核融合反応で一応素粒子レベルでも P+e→N が成り立つとすれば素粒子不滅の原理(?)は成り立つ。素粒子は死なず変身するだけだから。ただし素粒子不滅なんて言うとお叱りを受けるだろう。寿命の短い消滅する素粒子は沢山ある。中性子自体が約900秒で電子を放出して陽子に生まれ変わる!。素粒子不滅の原理(?)は科学的とは言い難い。そしてこれは質量不滅の原理を意味しない。
水素 ;1.009 1H 1.009=質量数 1=原子番号
ヘリュ-ム ;4.0032He 4.003=質量数 2=原子番号
もっともサイトによっては水素の質量数が1.008であるものもある。ここでは水素の質量数を1.009にしておく。この水素元素2個で水素分子1個を作り、その水素分子2個が原料になるから原料の質量数は 1.009*4=4.036 になる。
一方ヘリュ-ムの質量数(=生成物)は4.003だから単純計算で 1.009*4-4.003=4.036-4.003=0.033 だけの質量数の差=『欠損質量数?』が現れる。
原料、生成物の質量数を約4.0とするならその0.82% 0.033だけ質量数が軽くなる。ところで質量数とは何?
質量数とは質量(早い話、重さ)に関係する物理量である。簡単に言うけどこの一言がナカナカ分かり難かった。分子、元素、原子は元々1個の重さは非常に軽い。そこで化学式では1モルの単位で式を扱う。1モルは気体の容量として扱うと非常に便利な量で気体となる物質は 1気圧、0℃、22.4リットル、でかならずアボガドロ数個の分子になる。アボガドロ数とは6.02*10^23個である。
そして 質量数=1モル分の質量(g) である。
この質量数は中性子、陽子が6個づつある炭素12Cの質量=12.00000000を基準に取る。その1/12を原子質量単位といいuであらわすことになっている。
質量数(単位u)=(g)*A A;アボガドロ数 である。
蛇足だが 気体は気圧を一定にすればその種類に関わらず温度が1deg下がる毎に同じ割合で体積が減少する。そして論理的に体積0になる温度が絶対0度(-273℃)である。
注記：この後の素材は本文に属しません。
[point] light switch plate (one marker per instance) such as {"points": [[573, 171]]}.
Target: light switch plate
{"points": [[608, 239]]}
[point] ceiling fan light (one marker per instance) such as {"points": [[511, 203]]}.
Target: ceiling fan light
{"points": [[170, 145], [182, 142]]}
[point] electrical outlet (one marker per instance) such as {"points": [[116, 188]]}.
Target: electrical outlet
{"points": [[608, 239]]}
しかし良くした物で実際の物質は絶対0度になる前に液体か固体になって『物質消滅の刑?』を回避する。
水素分子2モル1気圧、0℃、22.4*2リットル(=約ポリタンク2個分 約4g)が完全に核融合するとヘリュ-ム分子1モル1気圧、0℃、22.4リットル(=ポリタンク1個分 約4g)になり、0.033gだけ質量数が軽くなる。わずか33mg!
その33mgの質量欠損は mC^2分のエネルギ-を生む。
mC^2分のエネルギ-
=33*10^(-6)*(3*10^8)^2 ジュ-ル
=33*9*10^(16-6)
=297*10^10 ジュ-ル
熱の仕事当量 4.19J/cal からこの値を熱量にすれば 7.09*10^11 cal に相当する。10^11とは千億、約7千億カロリ-! 水1ccなら約7千億℃、1リットルなら約7億℃、1トンなら70万℃! ピンと来ないなら 25*20*2m^3 の水量、大体25mプ-ルいっぱいの水 ちょうど1000トン を700℃にする熱量に相当する。ちょっと熱過ぎる(^^)
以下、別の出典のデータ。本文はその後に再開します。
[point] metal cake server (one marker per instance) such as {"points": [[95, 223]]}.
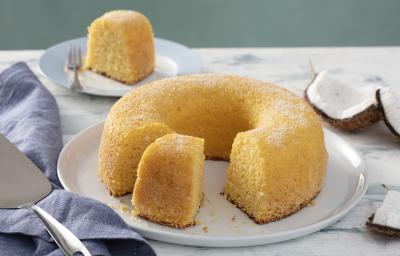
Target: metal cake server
{"points": [[22, 185]]}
原料を水素原子でなく水に求めると 1モルの水とはH2Oより18gであるからその倍36gの水、おおさじ数杯分の水でOKである。
ここまでは誰でも書ける。核融合の困難は欠損質量の理由が分からないところ! だから理由も分からずそのまま認めないといけないことだろう。もちろんそれは我サイトの主旨に反する。少々抵抗してみる。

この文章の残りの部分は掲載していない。